A premissa do jogo começa simples, mas cativante o suficiente para te deixar interessado em continuar. A história começa quando o protagonista Blaze, um mercenário que viaja pelo espaço, encontra um sinal de socorro vindo de um planeta hostil. Chegando lá, uma peça de sua nave é roubada, e sua única opção é desbravar o local — repleto de monstros — e encontrar o ladrão. Nada de tão surpreendente aqui, mas é o necessário para dar uma atmosfera de survival horror. O planeta — e consequentemente o jogo — é dividido em diversas seções, que vão desde ruínas na floresta a laboratórios abandonados, e cada cenário compõe uma peça para entender o que aconteceu nesse planeta. É nessa atmosfera decrépita e solitária que se passa a maior parte do jogo, e é o que funciona melhor. As poucas linhas de diálogo que existem são geralmente uma tentativa frustrada de fazer um humor irônico que se mostra muito presente nos jogos indies atuais. A coisa fica muito mais interessante quando estamos simplesmente sozinhos, num local escuro e com uma música macabra, sem saber de onde o inimigo irá surgir (e acredite, eles surgem de qualquer lugar).

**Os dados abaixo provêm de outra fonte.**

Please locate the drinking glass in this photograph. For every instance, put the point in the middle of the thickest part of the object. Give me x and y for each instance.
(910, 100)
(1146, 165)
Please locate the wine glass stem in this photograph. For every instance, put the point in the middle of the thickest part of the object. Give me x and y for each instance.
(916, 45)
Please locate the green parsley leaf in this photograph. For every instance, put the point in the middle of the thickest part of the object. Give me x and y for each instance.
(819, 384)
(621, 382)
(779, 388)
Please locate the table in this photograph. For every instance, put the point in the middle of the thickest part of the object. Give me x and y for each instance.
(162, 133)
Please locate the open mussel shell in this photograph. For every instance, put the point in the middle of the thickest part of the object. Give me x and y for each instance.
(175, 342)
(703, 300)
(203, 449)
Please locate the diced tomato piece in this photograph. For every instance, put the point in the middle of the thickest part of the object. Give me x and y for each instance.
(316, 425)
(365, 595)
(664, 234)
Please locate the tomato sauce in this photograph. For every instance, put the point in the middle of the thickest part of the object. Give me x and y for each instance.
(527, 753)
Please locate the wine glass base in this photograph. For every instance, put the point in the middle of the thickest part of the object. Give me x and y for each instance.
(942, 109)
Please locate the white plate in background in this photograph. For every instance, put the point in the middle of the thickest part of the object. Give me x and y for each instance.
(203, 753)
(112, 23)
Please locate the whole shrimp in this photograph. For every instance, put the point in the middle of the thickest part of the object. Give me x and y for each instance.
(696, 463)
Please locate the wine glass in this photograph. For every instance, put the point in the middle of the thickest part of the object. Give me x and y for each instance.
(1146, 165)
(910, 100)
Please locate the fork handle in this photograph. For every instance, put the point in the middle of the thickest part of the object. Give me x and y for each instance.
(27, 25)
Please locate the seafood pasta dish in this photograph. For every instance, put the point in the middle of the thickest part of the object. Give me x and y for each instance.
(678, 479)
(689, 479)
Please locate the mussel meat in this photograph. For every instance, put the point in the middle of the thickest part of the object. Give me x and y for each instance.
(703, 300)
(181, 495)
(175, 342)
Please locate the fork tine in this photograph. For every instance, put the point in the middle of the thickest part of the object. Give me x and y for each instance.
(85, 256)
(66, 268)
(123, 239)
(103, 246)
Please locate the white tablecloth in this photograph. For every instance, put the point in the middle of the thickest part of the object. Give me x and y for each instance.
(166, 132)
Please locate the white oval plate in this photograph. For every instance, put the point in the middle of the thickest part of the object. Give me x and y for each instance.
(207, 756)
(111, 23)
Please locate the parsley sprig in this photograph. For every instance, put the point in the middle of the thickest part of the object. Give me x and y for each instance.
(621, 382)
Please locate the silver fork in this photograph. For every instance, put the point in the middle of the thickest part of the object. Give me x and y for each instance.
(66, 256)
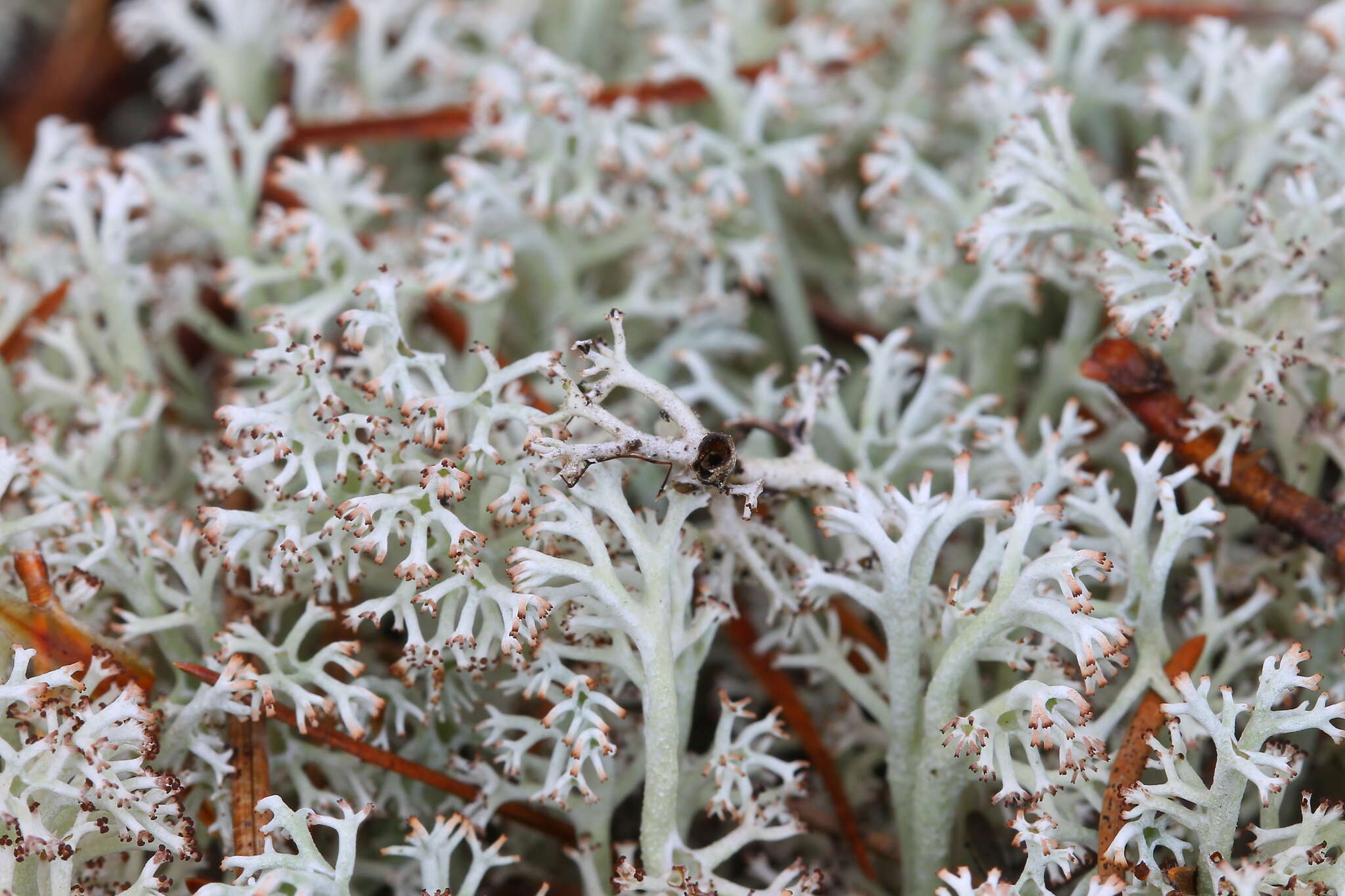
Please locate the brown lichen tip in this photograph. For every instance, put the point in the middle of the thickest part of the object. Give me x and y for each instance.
(1142, 383)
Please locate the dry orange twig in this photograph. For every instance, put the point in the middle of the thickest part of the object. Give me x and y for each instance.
(42, 625)
(252, 766)
(1132, 756)
(82, 60)
(16, 345)
(391, 762)
(1142, 382)
(780, 689)
(1165, 12)
(454, 121)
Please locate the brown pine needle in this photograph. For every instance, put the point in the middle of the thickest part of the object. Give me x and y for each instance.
(16, 345)
(1132, 756)
(250, 785)
(521, 813)
(780, 689)
(1142, 383)
(449, 322)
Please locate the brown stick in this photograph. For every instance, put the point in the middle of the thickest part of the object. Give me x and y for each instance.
(521, 813)
(838, 323)
(249, 786)
(780, 689)
(1141, 381)
(250, 761)
(16, 345)
(1132, 756)
(82, 60)
(455, 121)
(33, 571)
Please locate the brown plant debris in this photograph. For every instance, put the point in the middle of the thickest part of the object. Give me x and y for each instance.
(41, 624)
(252, 766)
(780, 689)
(1178, 14)
(455, 121)
(521, 813)
(1142, 383)
(1133, 754)
(16, 345)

Cada cenário do planeta possui uma espécie de inimigo diferente, e todos eles possuem suas variações em comum. Existem os “soldados rasos” e  “de elite”, atiradores e gigantes. Cada um interage de forma diferente, e requerem formas diferentes de lidar com a situação. A inteligência artificial funciona bem aqui, e é sempre legal ver inimigos de diferentes “tribos” lutando uns com os outros, além de ser uma ótima estratégia para evitar combate. O mesmo não pode ser dito para as batalhas com chefões, talvez o ponto menos criativo do jogo. Durante duas delas, tudo que fiz foi achar um ponto cego e explorar essa falha no layout da fase para evitar confronto. Além disso, há chefes que destroem sua vida com um só hit, não sei se teria passado se tivesse enfrentado frente-a-frente.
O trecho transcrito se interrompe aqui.